My Gun Is Quick – Mickey Spillane

My Gun Is Quick – Written in 1950, I’m reading from the New American Library edition published in 2001, 190 pages.

As the novel opens we find Mike stopping at a diner in the wee hours of the morning where he chats up a red head whose currently prostituting to make ends meet. He sees something honorable in the kid and invests some of the profit he’s just made on a case. He gives her some dough to get a new outfit, get a new job and a new lease on life. The next day she’s found dead, apparently by an accident but Mike sees it otherwise. He takes to the streets uncovering a city wide prostitution ring and dispensing cold hard justice along the way to finding her killer.

This novel tells a story whose central theme appears to be the potential for redemption in a gritty city pulled out from under you at the last second. Nancy, the redhead could have made it if crime hadn’t caught up with her. Lola, another central character who Mike encounters seems well on the way to redemption until her young life was snuffed out too. Even Ann who was going to take the cash a blow town, got herself whacked before she could cash the check.

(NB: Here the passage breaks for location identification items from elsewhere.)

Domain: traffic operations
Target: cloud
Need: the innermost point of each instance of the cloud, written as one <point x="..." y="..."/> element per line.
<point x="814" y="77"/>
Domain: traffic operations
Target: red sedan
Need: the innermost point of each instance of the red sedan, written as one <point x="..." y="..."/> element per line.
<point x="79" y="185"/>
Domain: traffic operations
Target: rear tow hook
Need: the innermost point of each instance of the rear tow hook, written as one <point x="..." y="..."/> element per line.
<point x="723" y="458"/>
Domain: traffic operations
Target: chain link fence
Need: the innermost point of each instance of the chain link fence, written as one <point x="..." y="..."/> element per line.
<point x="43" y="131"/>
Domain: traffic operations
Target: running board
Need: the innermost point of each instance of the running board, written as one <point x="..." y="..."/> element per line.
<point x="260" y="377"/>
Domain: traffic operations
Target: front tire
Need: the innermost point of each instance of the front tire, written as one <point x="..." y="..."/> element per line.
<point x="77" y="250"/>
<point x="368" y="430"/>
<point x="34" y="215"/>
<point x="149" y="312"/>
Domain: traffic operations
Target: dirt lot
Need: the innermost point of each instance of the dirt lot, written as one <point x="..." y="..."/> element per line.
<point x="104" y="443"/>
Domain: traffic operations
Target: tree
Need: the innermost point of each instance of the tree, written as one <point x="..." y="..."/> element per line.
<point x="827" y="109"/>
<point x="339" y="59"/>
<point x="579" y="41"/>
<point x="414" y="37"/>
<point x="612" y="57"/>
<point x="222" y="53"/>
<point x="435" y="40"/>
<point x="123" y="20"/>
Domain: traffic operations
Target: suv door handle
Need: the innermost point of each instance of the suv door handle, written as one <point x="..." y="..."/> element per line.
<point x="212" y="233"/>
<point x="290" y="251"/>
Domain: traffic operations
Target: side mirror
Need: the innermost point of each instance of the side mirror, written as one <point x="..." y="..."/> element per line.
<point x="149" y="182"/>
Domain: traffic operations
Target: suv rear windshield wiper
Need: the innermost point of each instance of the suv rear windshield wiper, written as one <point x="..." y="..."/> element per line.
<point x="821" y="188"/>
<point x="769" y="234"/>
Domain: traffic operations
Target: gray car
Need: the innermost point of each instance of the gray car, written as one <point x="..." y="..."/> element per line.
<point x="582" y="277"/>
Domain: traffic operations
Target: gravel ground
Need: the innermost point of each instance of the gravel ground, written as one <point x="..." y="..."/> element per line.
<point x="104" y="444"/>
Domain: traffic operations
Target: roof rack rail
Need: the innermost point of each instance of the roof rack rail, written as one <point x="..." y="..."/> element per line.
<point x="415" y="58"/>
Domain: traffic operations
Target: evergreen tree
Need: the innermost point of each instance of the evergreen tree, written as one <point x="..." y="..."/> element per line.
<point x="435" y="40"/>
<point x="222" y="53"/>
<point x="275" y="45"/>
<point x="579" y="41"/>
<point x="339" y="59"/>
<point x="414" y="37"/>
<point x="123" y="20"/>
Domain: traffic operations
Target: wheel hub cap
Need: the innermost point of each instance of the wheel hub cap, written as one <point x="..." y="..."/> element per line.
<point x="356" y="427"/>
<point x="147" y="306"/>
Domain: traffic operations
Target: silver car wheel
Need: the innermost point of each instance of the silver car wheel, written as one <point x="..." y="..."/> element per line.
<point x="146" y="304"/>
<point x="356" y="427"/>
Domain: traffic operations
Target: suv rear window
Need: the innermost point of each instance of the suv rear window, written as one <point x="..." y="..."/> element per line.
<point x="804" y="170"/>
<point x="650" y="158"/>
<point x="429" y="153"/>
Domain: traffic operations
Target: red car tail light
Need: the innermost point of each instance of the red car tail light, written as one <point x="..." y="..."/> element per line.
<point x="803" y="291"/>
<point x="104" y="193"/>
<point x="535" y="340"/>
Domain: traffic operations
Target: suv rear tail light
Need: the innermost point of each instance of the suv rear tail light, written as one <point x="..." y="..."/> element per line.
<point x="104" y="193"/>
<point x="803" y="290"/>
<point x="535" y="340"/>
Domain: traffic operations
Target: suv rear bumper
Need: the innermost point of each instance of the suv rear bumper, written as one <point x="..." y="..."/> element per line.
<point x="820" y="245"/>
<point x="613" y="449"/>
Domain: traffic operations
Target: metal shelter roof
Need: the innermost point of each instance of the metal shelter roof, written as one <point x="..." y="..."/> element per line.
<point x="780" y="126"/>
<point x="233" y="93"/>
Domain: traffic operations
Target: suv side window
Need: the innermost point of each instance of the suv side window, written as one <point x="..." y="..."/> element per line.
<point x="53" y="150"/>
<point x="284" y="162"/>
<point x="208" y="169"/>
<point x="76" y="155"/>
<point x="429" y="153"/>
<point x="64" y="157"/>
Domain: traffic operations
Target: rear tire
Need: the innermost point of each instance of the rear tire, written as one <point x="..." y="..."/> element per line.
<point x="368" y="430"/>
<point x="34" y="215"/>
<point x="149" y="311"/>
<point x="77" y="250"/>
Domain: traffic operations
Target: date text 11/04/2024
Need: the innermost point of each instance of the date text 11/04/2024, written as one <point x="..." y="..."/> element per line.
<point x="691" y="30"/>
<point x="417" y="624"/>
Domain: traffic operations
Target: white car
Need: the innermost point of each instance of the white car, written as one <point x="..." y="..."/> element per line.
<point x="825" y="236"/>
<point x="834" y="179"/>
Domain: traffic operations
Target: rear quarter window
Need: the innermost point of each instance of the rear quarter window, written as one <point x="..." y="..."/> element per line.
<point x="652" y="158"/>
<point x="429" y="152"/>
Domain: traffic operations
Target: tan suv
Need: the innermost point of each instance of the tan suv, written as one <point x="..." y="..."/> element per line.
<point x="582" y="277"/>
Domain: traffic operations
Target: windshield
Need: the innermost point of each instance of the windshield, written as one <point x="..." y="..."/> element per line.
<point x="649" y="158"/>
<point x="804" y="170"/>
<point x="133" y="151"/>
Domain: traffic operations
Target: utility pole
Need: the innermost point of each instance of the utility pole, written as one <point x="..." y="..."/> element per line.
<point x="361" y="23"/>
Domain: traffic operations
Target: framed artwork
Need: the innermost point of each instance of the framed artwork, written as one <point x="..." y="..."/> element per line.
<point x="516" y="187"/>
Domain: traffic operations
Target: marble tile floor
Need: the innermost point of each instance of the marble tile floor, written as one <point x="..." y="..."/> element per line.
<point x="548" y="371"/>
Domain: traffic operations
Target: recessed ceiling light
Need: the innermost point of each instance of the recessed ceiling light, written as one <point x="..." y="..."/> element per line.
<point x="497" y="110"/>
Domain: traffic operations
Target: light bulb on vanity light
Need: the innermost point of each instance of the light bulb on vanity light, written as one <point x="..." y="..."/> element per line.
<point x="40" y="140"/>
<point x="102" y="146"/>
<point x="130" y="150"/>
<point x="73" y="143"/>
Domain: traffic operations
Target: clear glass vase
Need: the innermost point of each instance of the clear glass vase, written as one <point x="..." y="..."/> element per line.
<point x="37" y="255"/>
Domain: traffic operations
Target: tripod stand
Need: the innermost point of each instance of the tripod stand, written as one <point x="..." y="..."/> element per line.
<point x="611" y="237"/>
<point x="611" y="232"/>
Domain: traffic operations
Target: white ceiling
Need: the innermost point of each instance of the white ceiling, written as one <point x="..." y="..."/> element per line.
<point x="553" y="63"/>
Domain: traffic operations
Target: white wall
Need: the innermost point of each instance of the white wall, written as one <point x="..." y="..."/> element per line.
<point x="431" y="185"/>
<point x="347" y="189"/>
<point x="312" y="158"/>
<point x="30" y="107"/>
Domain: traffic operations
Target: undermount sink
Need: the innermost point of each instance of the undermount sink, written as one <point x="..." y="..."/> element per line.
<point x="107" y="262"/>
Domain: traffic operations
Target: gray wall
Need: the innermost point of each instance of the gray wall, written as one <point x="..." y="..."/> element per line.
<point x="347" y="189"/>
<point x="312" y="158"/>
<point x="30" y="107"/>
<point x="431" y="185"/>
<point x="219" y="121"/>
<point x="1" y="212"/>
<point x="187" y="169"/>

Following up on leads, Mike encounters a wealthy elderly gentleman, the last survivor of his line, erecting a memorial to himself. While Mike explains what information he needs and the nature of the case, the gentleman is moved by Mike’s story feels a renewal of faith in human kindness… and insists on financing Mike mission to find the identity of the redhead, as its unknown to us at the start…

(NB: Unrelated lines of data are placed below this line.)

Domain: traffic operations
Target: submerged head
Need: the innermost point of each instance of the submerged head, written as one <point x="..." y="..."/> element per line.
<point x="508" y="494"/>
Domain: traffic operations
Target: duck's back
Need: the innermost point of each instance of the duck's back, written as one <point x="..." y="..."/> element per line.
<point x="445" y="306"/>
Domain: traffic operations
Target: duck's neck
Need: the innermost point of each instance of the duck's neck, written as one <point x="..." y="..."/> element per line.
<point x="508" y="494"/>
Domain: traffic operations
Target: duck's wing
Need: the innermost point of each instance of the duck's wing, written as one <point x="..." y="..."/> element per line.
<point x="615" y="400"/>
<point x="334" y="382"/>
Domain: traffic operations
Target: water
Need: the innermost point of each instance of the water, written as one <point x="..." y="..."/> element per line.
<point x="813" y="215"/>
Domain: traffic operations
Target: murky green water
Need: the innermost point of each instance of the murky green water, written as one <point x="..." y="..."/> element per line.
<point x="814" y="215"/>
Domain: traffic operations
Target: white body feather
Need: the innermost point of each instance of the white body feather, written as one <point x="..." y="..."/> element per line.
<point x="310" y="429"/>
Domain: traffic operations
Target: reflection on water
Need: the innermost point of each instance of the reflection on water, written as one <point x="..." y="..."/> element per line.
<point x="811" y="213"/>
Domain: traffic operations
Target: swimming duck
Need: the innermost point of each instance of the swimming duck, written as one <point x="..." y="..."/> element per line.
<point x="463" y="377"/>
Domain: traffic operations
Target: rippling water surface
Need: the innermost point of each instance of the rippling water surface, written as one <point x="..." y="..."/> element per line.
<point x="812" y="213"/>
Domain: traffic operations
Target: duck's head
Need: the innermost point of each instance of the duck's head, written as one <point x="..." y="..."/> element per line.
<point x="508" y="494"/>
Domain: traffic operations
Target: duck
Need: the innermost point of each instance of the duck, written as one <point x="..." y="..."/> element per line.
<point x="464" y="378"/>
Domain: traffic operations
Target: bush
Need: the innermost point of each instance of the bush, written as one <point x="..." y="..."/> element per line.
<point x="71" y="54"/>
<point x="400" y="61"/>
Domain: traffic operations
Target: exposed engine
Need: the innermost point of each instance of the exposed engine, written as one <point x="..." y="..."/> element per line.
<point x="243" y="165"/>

It’s here as the old man discusses the futility of wealthy the Mike offers his insight on what makes a detective.

I nodded, blowing a streamer of smoke at the ceiling, ‘Money is great. Mr. Berin, but sometimes a guy gets pretty damn sore and money doesn’t matter any more. A guy can get just plain curious, too… and money doesn’t matter then either.’

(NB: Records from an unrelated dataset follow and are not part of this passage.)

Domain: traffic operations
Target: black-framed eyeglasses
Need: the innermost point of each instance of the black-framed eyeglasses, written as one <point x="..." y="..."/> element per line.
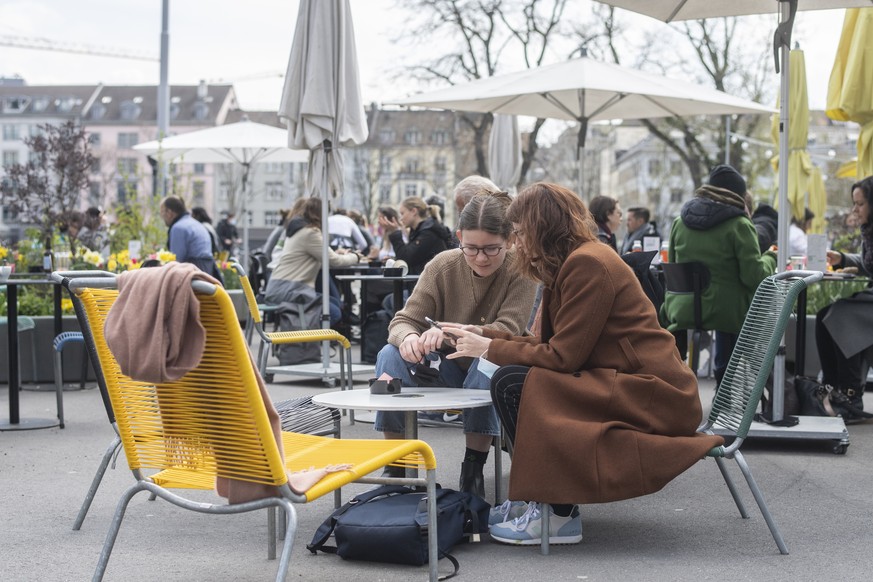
<point x="487" y="251"/>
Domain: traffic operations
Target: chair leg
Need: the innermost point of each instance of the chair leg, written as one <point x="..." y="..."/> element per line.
<point x="544" y="536"/>
<point x="271" y="533"/>
<point x="290" y="525"/>
<point x="762" y="505"/>
<point x="59" y="385"/>
<point x="113" y="531"/>
<point x="731" y="487"/>
<point x="95" y="483"/>
<point x="694" y="351"/>
<point x="432" y="545"/>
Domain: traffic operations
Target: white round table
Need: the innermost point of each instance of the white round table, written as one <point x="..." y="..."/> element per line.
<point x="409" y="401"/>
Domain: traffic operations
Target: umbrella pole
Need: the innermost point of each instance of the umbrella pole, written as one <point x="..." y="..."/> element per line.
<point x="787" y="8"/>
<point x="325" y="260"/>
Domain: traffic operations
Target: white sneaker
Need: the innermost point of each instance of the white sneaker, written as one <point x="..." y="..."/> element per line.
<point x="527" y="529"/>
<point x="507" y="511"/>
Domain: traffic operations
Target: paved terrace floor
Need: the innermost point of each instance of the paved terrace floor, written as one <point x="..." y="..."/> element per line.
<point x="688" y="531"/>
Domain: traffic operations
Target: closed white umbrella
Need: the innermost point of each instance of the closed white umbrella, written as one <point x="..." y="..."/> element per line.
<point x="585" y="90"/>
<point x="243" y="143"/>
<point x="504" y="152"/>
<point x="321" y="105"/>
<point x="670" y="10"/>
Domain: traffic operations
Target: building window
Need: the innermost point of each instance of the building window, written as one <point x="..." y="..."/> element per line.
<point x="224" y="191"/>
<point x="130" y="110"/>
<point x="126" y="191"/>
<point x="412" y="137"/>
<point x="272" y="218"/>
<point x="11" y="132"/>
<point x="94" y="193"/>
<point x="198" y="189"/>
<point x="127" y="166"/>
<point x="274" y="190"/>
<point x="10" y="158"/>
<point x="127" y="140"/>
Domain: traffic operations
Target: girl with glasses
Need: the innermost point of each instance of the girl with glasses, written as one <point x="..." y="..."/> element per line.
<point x="472" y="284"/>
<point x="599" y="406"/>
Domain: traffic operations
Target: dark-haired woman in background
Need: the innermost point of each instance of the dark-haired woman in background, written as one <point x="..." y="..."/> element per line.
<point x="607" y="216"/>
<point x="844" y="330"/>
<point x="599" y="406"/>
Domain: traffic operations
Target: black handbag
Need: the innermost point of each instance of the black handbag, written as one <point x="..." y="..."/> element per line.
<point x="389" y="524"/>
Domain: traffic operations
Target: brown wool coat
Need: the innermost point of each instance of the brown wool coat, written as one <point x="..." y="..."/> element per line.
<point x="608" y="411"/>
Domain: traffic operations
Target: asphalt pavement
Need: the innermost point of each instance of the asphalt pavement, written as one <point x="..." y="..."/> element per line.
<point x="690" y="530"/>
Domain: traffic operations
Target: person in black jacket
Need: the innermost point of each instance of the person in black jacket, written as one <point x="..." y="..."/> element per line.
<point x="428" y="236"/>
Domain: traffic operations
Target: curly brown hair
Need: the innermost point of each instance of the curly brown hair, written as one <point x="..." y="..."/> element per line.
<point x="553" y="222"/>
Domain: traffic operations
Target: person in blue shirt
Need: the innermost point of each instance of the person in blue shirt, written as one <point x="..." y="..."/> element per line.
<point x="187" y="238"/>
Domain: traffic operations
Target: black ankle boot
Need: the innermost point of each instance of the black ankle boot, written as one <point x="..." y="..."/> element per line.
<point x="472" y="478"/>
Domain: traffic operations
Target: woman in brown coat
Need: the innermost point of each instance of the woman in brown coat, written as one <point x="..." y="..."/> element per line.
<point x="599" y="407"/>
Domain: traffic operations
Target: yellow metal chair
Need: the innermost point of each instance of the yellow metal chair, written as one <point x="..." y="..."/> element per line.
<point x="268" y="339"/>
<point x="162" y="429"/>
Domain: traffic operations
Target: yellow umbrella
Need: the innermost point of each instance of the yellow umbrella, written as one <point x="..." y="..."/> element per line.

What follows Mike all through the story, like a dog with the sent of a fox, snapping at his heels is this indignation. He isn’t concerned with the ‘big picture’ prostitution ring that his investigation appears to be unearthing. He leaves that to the press and the police to clean up. No, his mission is a personal vendetta… He took up a cause, to give a young deserving lady a chance at redemption and some one… some scum, stole that from her just as it was about to bear fruit.
It’s this feeling of ‘making it personal’ that builds an intimacy with this reader… I feel for these guys and dolls of the noir city.